Inférence de langages réguliers

Bernard Bel

Journées Françaises de l'Apprentissage (1990), Lannion, France : 5-27
https://hal.science/hal-00275789v2

Résumé

Cet exposé présente une méthode générale d'acquisition de connaissances dans un domaine formalisé à l'aide d'automates finis (langages réguliers). A partir d'un échantillon d'exemples le système construit un automate "presque minimal" qui n'est pas nécessairement déterministe. Cette construction peut être contrainte par des connaissances sur la segmentation des exemples que le système peut acquérir en questionnant l'informateur. Dans une deuxième phase, le système généralise l'automate à partir de propriétés connues du langage ou(et) à partir d'hypothèses validées à l'aide d'oracles. Une liste non exhaustive d'heuristiques générales est proposée. La démonstration s'appuie sur un cas réel de modélisation d'apprentissage de schémas d'improvisation musicale.

Excerpts of an AI review of this paper (June 2025)

Summary of the Work

The paper explores a methodology for inferring regular languages (langages réguliers) from examples.

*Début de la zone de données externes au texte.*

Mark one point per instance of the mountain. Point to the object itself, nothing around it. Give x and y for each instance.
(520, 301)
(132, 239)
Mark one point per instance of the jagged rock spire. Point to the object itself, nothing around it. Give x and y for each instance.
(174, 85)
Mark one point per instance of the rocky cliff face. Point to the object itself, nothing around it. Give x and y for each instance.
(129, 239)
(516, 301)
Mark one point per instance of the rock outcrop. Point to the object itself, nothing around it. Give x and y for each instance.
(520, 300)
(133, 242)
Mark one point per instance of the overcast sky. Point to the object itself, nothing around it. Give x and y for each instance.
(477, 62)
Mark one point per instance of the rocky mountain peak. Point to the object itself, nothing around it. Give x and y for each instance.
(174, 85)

It discusses both theoretical underpinnings — particularly Gold’s theorem and subsequent refinements — along with an incremental approach to building “almost minimal” automata. The author addresses central notions such as the canonical acceptor, the prefix-tree acceptor, and the importance of maintaining correctness when moving from a set of examples to a generalized automaton. The study also showcases an application to musical improvisation schemata, illustrating how domain-specific rules can constrain and refine grammatical inference.

Main Contributions

Incremental Learning Framework

The paper offers a structured, step-by-step method: starting with an acceptor built from examples alone (the prefix-tree or “arborescent” automaton), merging states to reduce complexity, and applying constraints so as not to overgeneralize. This incremental perspective is well-motivated by real-world use cases where examples become available over time.

Formal Properties and Correctness

The author places strong emphasis on ensuring the correctness of generalization. By referencing Gold’s theorem, k-reversible languages, and the concept of learning from positive data only, the paper grounds its approach in established theoretical results.

Use of Domain Constraints

A significant portion of the paper deals with how additional domain knowledge (e.g., known segmentation rules for a music notation system) can guide the automaton’s construction. This introduces practical heuristics that make grammatical inference more tractable in real-world scenarios.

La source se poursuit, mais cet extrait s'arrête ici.